Literarily inspired heat on The L-Word

This stringency is what’s funny about The L Word’s embrace of Carson. The show presumably alludes to her for two reasons. The first is a kind of literary pun. Eros the Bittersweet opens with an analysis of Sappho, the poet-mother of lesbians who seems to have charmed slews of important philosophers and poets with her impassioned poetry. Sappho, having reportedly slept her way through many men as well as women, fits to a tee the requirements of a show that has chosen to eschew representations of “butchy dykes” for “lipstick lesbians” living in a highly cultured urban niche. The second reason involves a misreading of Carson’s primary subject. Her intensely pitched intimacies can make it seem that she is essentially a representative of boundary-challenging alternatives to domesticity—and a crusader for the right of women to be eccentric. Because Carson writes a lot about love, but not much about who’s doing the fair share of dishwashing, she’s become a kind of post-Plath for an age that’s left the haunted housewife paradigm behind.

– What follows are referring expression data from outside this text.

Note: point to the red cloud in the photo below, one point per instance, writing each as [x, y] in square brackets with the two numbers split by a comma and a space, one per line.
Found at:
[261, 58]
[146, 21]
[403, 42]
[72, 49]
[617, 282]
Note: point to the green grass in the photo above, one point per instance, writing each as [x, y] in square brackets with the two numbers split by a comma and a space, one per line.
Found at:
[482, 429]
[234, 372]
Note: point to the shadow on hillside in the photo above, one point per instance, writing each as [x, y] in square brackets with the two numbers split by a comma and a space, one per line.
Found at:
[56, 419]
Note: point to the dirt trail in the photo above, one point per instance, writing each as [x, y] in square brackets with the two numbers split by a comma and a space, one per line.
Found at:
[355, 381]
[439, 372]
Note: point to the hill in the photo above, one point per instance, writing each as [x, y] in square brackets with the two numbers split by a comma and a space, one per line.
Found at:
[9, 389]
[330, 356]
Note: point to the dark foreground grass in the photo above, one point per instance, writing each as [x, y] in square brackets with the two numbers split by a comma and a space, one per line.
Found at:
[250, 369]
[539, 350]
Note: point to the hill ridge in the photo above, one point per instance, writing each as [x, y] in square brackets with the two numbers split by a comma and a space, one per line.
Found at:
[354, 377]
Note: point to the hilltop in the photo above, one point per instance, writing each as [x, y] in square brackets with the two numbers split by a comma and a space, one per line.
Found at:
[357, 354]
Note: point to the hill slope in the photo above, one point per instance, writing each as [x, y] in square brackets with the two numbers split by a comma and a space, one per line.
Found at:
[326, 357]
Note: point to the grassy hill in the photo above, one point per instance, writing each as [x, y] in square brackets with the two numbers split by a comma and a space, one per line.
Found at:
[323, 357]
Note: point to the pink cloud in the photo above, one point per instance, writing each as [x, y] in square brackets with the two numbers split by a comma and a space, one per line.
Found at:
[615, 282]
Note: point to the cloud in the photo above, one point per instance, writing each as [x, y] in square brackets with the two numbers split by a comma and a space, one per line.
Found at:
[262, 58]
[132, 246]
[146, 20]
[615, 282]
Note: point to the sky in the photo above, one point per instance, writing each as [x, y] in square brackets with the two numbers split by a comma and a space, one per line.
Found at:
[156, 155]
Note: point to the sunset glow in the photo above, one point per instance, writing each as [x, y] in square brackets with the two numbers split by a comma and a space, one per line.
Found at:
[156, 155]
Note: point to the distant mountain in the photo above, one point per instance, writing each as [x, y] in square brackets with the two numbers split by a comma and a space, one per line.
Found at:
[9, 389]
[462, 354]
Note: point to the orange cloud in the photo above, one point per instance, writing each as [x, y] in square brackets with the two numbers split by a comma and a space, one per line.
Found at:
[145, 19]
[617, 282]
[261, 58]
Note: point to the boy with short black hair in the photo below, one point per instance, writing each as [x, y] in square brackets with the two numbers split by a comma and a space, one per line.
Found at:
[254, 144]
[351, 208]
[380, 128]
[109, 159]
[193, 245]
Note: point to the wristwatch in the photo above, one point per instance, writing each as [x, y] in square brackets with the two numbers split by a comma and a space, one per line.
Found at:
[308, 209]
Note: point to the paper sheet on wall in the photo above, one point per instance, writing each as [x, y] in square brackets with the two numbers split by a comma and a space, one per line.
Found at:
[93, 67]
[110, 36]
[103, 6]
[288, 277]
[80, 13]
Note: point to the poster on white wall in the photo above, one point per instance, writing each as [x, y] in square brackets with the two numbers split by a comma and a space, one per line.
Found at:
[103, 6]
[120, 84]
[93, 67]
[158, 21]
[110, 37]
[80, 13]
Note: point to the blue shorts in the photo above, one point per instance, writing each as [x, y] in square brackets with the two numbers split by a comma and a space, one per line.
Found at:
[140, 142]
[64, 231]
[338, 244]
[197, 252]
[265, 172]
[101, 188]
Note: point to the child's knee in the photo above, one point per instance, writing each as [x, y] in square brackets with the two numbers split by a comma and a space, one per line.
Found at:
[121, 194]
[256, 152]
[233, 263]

In this sense, The L Word mistakes Carson’s expansive, anthropological interest in desire for its own self-dramatizing, gender-bending-as-identity-exploration, anti-commitment tack. (Jenny, the young woman whose life Carson “practically changed,” justifies her infidelities as the natural outgrowth of being “interesting” and a “writer.”) The mistake is easy to make: The energy of Carson’s writing makes it look heroic that her characters are usually all alone in the end. But that’s not its point. She may write about extremity, but she’s not trying to justify to man the ways of alienated, self-regarding young women. Fortunately, unlike Jenny, Carson understands that the version of our life in which our happiness is more important than anyone else’s is a fraudulent one.